Oil and gas companies are desperate to stop the wave of lawsuits seeking to hold them financially responsible for their role in climate change. Should these suits get to trial, their executives would have to testify about whether they knowingly misled the public about the climate threat posed by their products going back to the 1970s.
A federal district judge in a recent ruling made it harder for the defendants to shut down a lawsuit filed by the state of Rhode Island to have the industry pay the costs associated with climate change.
Judge William E. Smith ruled that the suit against 21 oil and gas companies, including Exxon, Shell and BP, should be heard in state court — a venue that the companies fear would be less likely to dismiss the case. Federal judges in Northern California and Baltimore, likewise, have ruled that these cases belong in state court. (I have been a pro bono consultant to lawyers representing government plaintiffs in these cases.)
Judge Smith also noted in his opinion: “Defendants understood the consequences of their activity decades ago, when transitioning from fossil fuels to renewable sources of energy would have saved a world of trouble. But instead of sounding the alarm, Defendants went out of their way to becloud the emerging scientific consensus and further delay changes — however existentially necessary — that would in any way interfere with their multibillion-dollar profits. All while quietly readying their capital for the coming fallout.”
A number of high-profile cases against other businesses that marketed and sold harmful or deadly products have succeed in state courts — especially when the businesses knew their products would cause injury.
State courts paved the way for the record $246-billion settlement with Big Tobacco. They secured the first major victory in the fight to hold opioid manufacturers accountable. And paint manufacturers have had to pay damages to clean up lead paint they sold despite knowing that lead is poisonous.
Those lawsuits, and the internal documents they uncovered during litigation, bear a strong resemblance to what we are learning about what oil companies knew about climate change, when they knew it, and how they funded a multimillion-dollar campaign to convince the American public that climate change isn’t happening.
We now know that at the same time oil companies were funding the disinformation campaign, they spent millions of dollars protecting their own assets — like oil platforms — from more-powerful storms and sea level rise expected as temperatures increase.
Climate liability litigation, filed by state and local governments around the country, raises a fundamental question: Who should pay for the damage climate change is already causing, and will continue to cause well into the future with accelerating sea level rise, more-intense flooding, larger wildfires, growing droughts and stronger hurricanes, if the federal government does not pick up the tab? Local taxpayers or the companies whose products caused the damage?
The discovery process in litigation — which allows the plaintiffs to get company documents and interview oil company executives — will play a large role in answering that question. There is already substantial evidence that oil and gas company executives created campaigns to convince the public that climate change was not a threat. It was discovery that changed the course of tobacco litigation. And damning documents are imperiling opioid manufacturers in court.

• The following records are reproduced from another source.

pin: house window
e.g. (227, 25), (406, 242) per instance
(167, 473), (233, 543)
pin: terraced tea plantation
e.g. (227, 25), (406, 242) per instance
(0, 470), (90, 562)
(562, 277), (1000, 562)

Needless to say, the oil companies are doing everything they can to stop discovery. Shell, Exxon and other oil companies do not want their executives testifying under oath about why the companies were upgrading their own facilities to prepare for climate change while publicly proclaiming that climate change wasn’t happening.
If governments get to the discovery phase and ultimately to trial, juries will be the ones to decide whether oil companies will have to pay for the climate change-related damage they have caused. Otherwise, taxpayers will be on the hook. A recent study by the Center for Climate Integrity found that coastal communities in the U.S. must spend upwards of $400 billion at a minimum in the next five to 10 years alone to protect property from sea level rise.
The recent federal court decision and the shifting momentum in favor of the plaintiffs have now upped the ante for oil companies. Expect them to increase pressure on Congress to block state and local access to the courts, while they continue to fight tooth and nail against any form of accountability to communities around the country.
Ann Carlson is the Shirley Shapiro Professor of Environmental Law at the UCLA School of Law and faculty co-director of the UCLA Emmett Center on Climate Change and the Environment. She provides pro bono consulting to some of the plaintiffs in climate litigation.